Kadın sağa sola bakmış ve gerek durakta kimse olmaması ve gerekse sokağın çok tenha olmasını gözeterek, adamın ellerini tutarak yakasını genişlettiği elbisenin içine sokmuş.
Adam, gözleri yerine ellerini kullanıyor tavrı ile kadının memelerini bir süre okşamış, sonra tam karar veremedi havasını takınarak biraz daha oynamış kadının göğüsleri ile.

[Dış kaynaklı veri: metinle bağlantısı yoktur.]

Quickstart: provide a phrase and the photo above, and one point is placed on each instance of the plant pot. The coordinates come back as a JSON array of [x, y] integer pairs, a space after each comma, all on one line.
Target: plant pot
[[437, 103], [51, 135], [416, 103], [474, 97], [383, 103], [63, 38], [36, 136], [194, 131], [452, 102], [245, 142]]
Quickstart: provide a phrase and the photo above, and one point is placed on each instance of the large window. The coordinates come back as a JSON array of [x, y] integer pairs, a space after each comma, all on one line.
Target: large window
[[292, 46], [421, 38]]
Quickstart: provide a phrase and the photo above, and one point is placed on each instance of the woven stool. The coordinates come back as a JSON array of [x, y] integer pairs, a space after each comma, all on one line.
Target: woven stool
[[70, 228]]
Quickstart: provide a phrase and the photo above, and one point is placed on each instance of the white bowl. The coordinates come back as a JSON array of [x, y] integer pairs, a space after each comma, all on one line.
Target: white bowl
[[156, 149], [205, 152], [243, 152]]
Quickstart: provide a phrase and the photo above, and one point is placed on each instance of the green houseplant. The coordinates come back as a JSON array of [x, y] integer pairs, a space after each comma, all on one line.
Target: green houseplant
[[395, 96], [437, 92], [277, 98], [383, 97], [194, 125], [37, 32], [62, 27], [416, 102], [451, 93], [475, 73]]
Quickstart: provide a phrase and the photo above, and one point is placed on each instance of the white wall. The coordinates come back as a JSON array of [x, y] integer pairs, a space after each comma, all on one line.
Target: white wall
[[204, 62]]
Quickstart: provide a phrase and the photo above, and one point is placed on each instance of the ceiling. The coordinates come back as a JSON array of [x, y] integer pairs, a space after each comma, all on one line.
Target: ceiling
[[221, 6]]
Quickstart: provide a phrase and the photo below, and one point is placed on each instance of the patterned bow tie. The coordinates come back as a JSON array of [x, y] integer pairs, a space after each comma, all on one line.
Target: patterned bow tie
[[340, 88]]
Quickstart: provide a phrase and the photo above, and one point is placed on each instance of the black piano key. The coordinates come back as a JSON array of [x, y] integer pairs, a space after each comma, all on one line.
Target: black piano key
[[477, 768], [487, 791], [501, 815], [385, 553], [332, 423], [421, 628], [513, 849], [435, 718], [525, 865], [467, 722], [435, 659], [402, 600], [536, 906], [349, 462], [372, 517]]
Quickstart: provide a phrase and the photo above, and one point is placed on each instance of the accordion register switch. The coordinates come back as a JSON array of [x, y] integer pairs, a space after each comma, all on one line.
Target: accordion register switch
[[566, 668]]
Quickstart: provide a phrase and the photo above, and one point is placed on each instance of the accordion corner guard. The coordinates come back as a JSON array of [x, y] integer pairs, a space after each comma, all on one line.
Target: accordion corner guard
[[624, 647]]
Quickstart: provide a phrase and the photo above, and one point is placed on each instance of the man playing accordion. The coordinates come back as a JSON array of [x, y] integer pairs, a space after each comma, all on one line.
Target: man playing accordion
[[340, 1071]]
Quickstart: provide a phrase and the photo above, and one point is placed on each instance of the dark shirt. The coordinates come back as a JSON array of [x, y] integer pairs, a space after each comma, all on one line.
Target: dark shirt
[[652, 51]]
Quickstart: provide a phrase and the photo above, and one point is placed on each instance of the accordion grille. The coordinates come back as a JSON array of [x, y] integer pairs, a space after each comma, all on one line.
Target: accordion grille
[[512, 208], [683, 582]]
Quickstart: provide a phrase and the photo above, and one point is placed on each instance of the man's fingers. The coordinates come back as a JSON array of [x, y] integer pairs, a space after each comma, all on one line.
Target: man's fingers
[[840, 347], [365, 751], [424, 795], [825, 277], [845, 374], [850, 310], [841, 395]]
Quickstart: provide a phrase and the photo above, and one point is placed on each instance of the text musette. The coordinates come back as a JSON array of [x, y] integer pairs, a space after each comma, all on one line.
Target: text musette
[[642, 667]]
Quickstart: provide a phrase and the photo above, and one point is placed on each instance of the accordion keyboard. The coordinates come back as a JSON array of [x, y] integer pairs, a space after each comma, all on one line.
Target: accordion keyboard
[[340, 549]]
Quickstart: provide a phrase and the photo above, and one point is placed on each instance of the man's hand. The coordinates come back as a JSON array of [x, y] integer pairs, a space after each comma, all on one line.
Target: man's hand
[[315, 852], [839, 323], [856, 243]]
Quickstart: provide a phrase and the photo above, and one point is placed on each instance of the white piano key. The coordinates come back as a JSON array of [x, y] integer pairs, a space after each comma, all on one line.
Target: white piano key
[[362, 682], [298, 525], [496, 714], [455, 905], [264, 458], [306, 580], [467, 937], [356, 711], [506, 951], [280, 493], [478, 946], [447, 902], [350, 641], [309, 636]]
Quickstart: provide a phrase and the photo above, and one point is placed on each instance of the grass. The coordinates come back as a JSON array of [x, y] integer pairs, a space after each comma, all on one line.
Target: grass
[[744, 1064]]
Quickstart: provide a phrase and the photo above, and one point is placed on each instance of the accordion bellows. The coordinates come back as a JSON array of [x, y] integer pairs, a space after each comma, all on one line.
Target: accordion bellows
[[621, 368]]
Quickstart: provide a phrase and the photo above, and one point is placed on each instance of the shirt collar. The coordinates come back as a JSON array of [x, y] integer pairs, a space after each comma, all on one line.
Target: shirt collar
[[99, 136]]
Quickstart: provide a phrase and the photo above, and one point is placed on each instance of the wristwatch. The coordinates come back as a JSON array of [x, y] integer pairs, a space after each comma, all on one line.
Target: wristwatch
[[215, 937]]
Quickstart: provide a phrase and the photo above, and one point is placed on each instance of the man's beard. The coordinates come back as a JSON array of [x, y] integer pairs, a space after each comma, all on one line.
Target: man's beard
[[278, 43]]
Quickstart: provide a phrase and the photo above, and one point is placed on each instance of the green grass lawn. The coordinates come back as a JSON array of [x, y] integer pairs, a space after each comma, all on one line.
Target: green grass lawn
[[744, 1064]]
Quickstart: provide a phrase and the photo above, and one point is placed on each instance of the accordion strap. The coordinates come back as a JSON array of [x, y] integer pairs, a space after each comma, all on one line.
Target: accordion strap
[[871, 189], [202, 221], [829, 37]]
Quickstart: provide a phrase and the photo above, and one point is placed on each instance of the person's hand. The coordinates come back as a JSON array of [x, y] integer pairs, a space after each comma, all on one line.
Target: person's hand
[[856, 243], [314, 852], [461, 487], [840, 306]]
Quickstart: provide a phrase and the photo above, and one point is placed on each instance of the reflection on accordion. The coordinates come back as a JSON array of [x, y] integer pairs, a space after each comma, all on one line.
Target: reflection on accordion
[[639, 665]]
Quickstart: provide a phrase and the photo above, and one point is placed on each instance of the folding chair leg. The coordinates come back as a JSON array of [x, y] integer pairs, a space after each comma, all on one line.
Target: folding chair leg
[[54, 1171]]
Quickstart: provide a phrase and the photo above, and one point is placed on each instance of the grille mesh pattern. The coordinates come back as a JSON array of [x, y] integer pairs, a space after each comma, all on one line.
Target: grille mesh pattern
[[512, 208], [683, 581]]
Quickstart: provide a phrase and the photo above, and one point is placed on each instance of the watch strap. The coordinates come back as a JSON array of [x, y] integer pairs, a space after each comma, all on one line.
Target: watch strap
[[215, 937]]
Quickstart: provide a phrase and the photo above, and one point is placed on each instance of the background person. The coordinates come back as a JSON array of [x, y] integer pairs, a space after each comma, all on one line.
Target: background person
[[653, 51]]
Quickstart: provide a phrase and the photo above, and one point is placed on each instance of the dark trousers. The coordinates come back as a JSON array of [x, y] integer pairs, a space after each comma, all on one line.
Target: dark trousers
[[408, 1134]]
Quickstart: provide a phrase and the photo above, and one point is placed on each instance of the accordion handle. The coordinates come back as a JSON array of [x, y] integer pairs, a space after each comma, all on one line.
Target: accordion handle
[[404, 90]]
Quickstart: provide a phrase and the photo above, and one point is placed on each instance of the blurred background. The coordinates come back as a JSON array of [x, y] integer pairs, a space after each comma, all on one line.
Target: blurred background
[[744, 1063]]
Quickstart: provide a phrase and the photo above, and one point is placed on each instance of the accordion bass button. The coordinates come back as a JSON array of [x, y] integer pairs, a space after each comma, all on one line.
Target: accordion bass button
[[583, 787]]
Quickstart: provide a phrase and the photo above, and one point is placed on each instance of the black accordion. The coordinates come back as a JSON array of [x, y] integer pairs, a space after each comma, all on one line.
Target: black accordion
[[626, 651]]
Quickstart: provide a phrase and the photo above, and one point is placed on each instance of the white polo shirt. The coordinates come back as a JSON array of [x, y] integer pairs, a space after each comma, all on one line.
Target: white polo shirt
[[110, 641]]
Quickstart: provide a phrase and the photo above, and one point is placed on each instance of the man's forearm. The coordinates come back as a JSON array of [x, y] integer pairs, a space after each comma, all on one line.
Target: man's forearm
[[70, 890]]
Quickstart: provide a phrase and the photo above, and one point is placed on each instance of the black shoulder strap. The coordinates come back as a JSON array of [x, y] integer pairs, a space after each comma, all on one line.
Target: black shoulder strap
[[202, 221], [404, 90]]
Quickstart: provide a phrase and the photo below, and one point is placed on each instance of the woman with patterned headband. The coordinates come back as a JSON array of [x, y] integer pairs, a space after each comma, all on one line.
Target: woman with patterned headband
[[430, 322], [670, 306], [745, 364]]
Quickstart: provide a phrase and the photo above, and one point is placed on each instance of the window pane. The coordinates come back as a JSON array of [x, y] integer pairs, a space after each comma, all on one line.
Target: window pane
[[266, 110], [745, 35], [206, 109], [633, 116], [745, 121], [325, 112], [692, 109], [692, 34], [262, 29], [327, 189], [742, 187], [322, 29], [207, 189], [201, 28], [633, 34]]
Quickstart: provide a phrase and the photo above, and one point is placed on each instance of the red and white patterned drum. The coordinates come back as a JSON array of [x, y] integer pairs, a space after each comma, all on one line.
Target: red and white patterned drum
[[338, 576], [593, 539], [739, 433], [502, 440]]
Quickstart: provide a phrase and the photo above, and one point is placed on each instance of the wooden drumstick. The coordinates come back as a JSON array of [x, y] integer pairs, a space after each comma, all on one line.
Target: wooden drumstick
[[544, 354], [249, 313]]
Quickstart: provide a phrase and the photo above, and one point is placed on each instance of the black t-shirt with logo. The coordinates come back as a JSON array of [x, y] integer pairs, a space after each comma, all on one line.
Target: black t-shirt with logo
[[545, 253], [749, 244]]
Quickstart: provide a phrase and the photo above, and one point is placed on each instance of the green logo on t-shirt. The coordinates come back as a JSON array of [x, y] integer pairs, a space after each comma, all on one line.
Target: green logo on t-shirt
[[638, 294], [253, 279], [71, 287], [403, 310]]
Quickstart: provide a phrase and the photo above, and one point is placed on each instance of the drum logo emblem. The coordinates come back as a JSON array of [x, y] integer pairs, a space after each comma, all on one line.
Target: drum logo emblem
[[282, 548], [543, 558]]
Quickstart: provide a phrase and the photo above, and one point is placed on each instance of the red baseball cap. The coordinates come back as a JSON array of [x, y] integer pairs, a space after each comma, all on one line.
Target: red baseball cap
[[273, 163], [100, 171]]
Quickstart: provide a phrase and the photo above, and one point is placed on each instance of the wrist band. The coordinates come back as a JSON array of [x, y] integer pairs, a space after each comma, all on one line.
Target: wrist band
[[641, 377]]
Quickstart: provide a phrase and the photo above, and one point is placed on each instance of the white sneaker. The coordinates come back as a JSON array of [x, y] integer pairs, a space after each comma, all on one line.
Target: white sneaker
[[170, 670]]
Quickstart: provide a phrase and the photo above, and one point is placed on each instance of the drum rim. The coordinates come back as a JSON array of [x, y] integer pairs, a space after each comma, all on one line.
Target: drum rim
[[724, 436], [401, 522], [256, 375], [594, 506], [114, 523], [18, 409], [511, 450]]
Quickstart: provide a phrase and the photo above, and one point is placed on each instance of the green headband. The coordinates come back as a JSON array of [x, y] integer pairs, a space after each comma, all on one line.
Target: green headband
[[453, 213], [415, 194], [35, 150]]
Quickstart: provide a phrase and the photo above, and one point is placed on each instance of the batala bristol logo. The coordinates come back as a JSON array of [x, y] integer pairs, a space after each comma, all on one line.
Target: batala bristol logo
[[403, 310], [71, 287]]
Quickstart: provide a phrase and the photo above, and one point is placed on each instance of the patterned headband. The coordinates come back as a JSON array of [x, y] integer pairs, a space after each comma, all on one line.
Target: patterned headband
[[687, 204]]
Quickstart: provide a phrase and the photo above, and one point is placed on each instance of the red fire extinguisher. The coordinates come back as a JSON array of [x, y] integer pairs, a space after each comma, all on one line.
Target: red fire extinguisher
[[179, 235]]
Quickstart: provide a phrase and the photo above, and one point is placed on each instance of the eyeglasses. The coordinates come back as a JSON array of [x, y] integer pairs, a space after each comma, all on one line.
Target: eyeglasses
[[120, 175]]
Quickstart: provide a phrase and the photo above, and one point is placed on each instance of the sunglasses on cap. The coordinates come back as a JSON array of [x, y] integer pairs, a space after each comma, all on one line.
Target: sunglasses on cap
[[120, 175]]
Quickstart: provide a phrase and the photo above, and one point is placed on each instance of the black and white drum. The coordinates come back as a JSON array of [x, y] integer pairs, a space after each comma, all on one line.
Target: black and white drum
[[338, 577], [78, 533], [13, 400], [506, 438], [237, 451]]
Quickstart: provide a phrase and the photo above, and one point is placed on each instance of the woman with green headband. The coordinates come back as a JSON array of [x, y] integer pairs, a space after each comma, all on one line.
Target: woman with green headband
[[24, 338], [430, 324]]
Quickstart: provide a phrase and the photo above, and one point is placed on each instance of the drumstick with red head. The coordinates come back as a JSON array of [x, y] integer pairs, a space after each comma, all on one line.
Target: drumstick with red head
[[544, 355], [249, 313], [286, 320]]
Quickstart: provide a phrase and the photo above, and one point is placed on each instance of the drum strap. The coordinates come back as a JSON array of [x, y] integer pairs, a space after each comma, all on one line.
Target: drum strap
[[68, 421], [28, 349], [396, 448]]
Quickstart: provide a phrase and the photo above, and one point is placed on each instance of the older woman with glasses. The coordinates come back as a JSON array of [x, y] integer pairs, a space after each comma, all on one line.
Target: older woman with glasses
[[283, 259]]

Kadın karar vermesini sabırsızlıkla beklediği adamı uyarmak zorunda kalınca, duraktaki adam yanıt vermiş;
- Hanımefendi, siz tam 50 yaşındasınız.
Kadın hayretle konuşmuş;
- Doğru ama nasıl bu kadar kesin bilebildiniz?
Adam gülümsemiş;
- Siz sandviççi kızla bu konuyu konuşurken, ben tam arkanızda idim!
***
Kısa süre adını özlemle andığımız merhum ozan Cemal Süreya’ya rahmet dileklerimle;
“Tanrı, önce erkeği yarattı!
Tanrı, bin birinci gece şairi yarattı;
Bin ikinci gece Cemal’i.
Bin üçüncü gece bir şiir okudu Tanrı;
Başa döndü sonra,
Kadını yeniden yarattı!”
Erdal Akalın (17.01.2017)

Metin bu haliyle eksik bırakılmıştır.